McKinsey estimates the United States may need roughly $2 trillion to rebuild manufacturing capacity across strategically important industries. Yet the more important question is not how much rebuilding will cost. It is how America lost these capabilities in the first place. For rare earths, critical minerals, batteries, semiconductors, and advanced materials, the challenge is no longer constructing factories. It is rebuilding industrial ecosystems that were allowed to migrate overseas over several decades.

Source: At One Ventures
The $2 Trillion Bill Arrives: America Pays for Three Decades of Offshoring
America's industrial revival has received a price tag: roughly $2 trillion.
Investors should look past the headline. The real story is not the cost of rebuilding. It is the cost of dismantling.
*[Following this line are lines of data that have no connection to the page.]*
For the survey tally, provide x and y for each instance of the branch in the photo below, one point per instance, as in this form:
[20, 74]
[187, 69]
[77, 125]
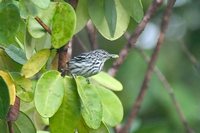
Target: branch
[144, 87]
[190, 56]
[170, 90]
[13, 114]
[133, 39]
[92, 35]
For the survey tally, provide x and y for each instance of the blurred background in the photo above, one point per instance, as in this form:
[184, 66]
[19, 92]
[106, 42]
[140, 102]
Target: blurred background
[178, 61]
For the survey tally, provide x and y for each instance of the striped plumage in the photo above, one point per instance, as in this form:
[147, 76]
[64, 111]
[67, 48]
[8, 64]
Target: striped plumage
[90, 63]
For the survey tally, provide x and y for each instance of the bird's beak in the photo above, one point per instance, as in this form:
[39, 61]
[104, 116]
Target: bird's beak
[114, 56]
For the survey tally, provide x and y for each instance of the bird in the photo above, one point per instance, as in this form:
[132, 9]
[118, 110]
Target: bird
[89, 63]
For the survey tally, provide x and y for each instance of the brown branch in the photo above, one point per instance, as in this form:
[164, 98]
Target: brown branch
[92, 35]
[133, 39]
[190, 56]
[170, 90]
[143, 89]
[43, 24]
[13, 114]
[10, 127]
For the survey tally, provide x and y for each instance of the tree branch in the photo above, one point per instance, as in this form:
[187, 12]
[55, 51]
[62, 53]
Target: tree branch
[144, 87]
[13, 114]
[133, 39]
[170, 91]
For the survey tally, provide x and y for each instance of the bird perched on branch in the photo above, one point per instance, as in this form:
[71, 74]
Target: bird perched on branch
[89, 63]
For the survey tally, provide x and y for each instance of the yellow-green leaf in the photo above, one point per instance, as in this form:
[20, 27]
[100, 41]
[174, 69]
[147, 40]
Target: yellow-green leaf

Many of the institutions now warning about supply-chain vulnerabilities spent decades championing globalization, outsourcing, and hyper-efficient global production networks.
In 2003, McKinsey published research arguing that offshoring generated net economic benefits for the United States and created value for every dollar moved abroad. At the time, the logic appeared sound. Labor costs fell. Margins expanded. Inflation remained contained. Wall Street rewarded the strategy.
Meanwhile, China quietly converted manufacturing into national strategy.
The Industrial Muscle America Exported
Rare earths provide perhaps the clearest example of what was lost. The United States did not fall behind because China possessed unique geology. America once held leadership positions in rare earth mining, refining, metal-making, alloy production, magnet manufacturing, and advanced materials.
What migrated overseas was industrial capability. Today, China controls approximately 90% of global rare earth refining and permanent magnet production. The United States has made meaningful progress in mining and early-stage processing, but the most critical segments of the value chain—separation, refining, metallurgy, alloy production, and magnet manufacturing—remain overwhelmingly concentrated in China.
The missing link is not the mine.
It is the midstream.
Forty Years of Compounding Versus Four-Year Election Cycles
McKinsey correctly notes that capital may be the easy part. The difficult task is rebuilding engineers, metallurgists, operators, machine shops, supplier networks, industrial parks, transmission infrastructure, and technical know-how. China compounded these advantages over four decades while much of the West optimized for quarterly earnings and increasingly short political cycles.
One notable omission from the chart above is rare earth permanent magnets.
Yet magnets sit inside AI servers, robotics, drones, electric motors, communications equipment, advanced manufacturing systems, and modern defense platforms. Without magnets, these industries do not scale. Without refining, magnets do not scale. Without metallurgical expertise, refining does not scale.
The supply chain is only as strong as its weakest link.
The REEx Bottom Line
The irony is difficult to miss. The same globalization movement that helped justify offshoring now estimates it may cost $2 trillion to rebuild what was lost. And even that figure may understate the challenge. Based on current project pipelines, permitting timelines, workforce constraints, capital requirements, and processing capacity, Western dependence on Chinese rare earth refining, magnet manufacturing, and critical mineral processing is likely to persist well into the next decade. Progress is real, but the gap remains enormous.
Money can build factories. Industrial capability takes generations.